Mata Renald membulat, menyadari Cassa yang berada di belakang Aline, melengos pergi begitu saja, begitu menyadari ada dirinya di sana.
“Masa lalunya Aline, aku ingin tahu masa lalunya.”
Aline menghela napas berat, ia mulai bercerita, “Cassa pernah jatuh cinta, ia diberi harapan, tetapi kemudian laki-laki itu datang kepadanya dengan seorang gadis yang disebut-sebut  sebagai isterinya. Sejak itu Cassa selalu menutup diri tentang cinta, dan kau harus tahu, kau gambaran nyata dari masa lalu Cassa. Mungkin karena itulah dia menolakmu.”
Re menaikan alis. “Kau tahu aku mengungkapkan perasaanku padanya?”
Aline menjawab, “Cassa cerita semuanya. Jika kau bersungguh-sungguh kejarlah dia, besok dia akan bekerja, entah dimana. Aku harap kau bisa memberikannya kepastian. Dia terlalu takut dengan harapan. Jangan sampai kau tidak bertemu dengannya sebelum ia menghilang.”
*
Renald mengejar punggung kecil yang terus berlari tanpa menoleh kearahnya, hingga akhirnya dia berhasil menarik tangan gadis itu, dan membuat mereka berhadapan.

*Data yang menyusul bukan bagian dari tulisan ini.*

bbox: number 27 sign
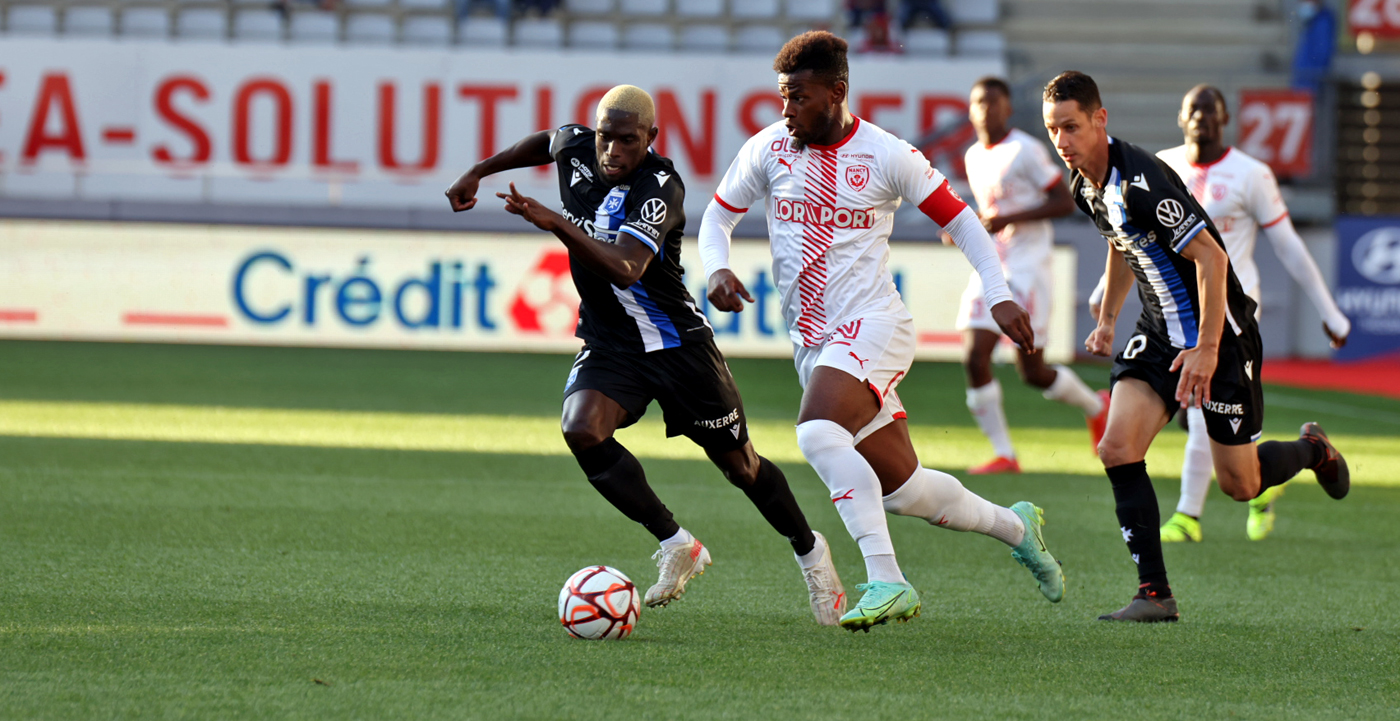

“Cassa, kita perlu bicara.”
Gadis itu mendengus, membuang muka. “Tidak ada yang perlu dibicarakan, urusi saja gadis-gadismu itu.”
Renald mendesah kecewa, “Cassandra, apa yang harus aku lakukan supaya kau percaya bahwa aku mencintaimu?”
Belum lagi Cassa menjawab, seorang gadis berambut pirang berjalan kearah mereka, sambil mengerlingkan sebelah matanya. Cassa benci mengakui ini, tetapi Renald benar-benar tampan, dan penuh pesona.
“Aku hanya melihat kearahmu Cassa, mereka yang datang sendiri kepadaku!” ucap Renald frustasi.
Cassa tersenyum miring, “Iya, mereka yang datang kearahmu, dan kau mau-mau saja ‘kan bermain dengan mereka? Aku bertaruh bahwa kau sering melakukan one night stand! Jangan samakan aku dengan mereka Re, jangan pernah ganggu hidupku lagi. Aku membencimu.” Katanya, kemudian berlalu dari hadapan Renald.
Re menggeram kesal, sebelum punggung itu terlanjur pergi menjauh, dia berteriak, “Demi Tuhan Cassa, aku hanya mencintaimu! aku tidak ada niat sedikitpun mempermainkanmu! Dan jangan samakan aku dengan pria hidung belang atau seseorang dari masa lalumu! Aku bahkan tidak pernah mencium gadis manapun!”
Mendengar teriakan frustasi dari Renald, membuat langkah Cassa tertahan, tetapi gadis itu masih belum mengerti dengan hatinya, sehingga ia lebih memilih melanjutkan langkahnya, meninggalkan Renald yang masih mematung.
*
Setahun kemudian, Gold Coast, Australia.
Re, menarik segelas palm wine dari meja bar lalu menegaknya dengan cepat. Kegiatan itu dilakukannya hingga berkali-kali, tidak terhitung berapa gelas yang ia habiskan malam ini. Dua gadis bule yang bergelayut disampingnya seolah sudah tidak kerasan berada disana, memilih enyah, meninggalkan Re yang nyaris kehilangan kesadaran.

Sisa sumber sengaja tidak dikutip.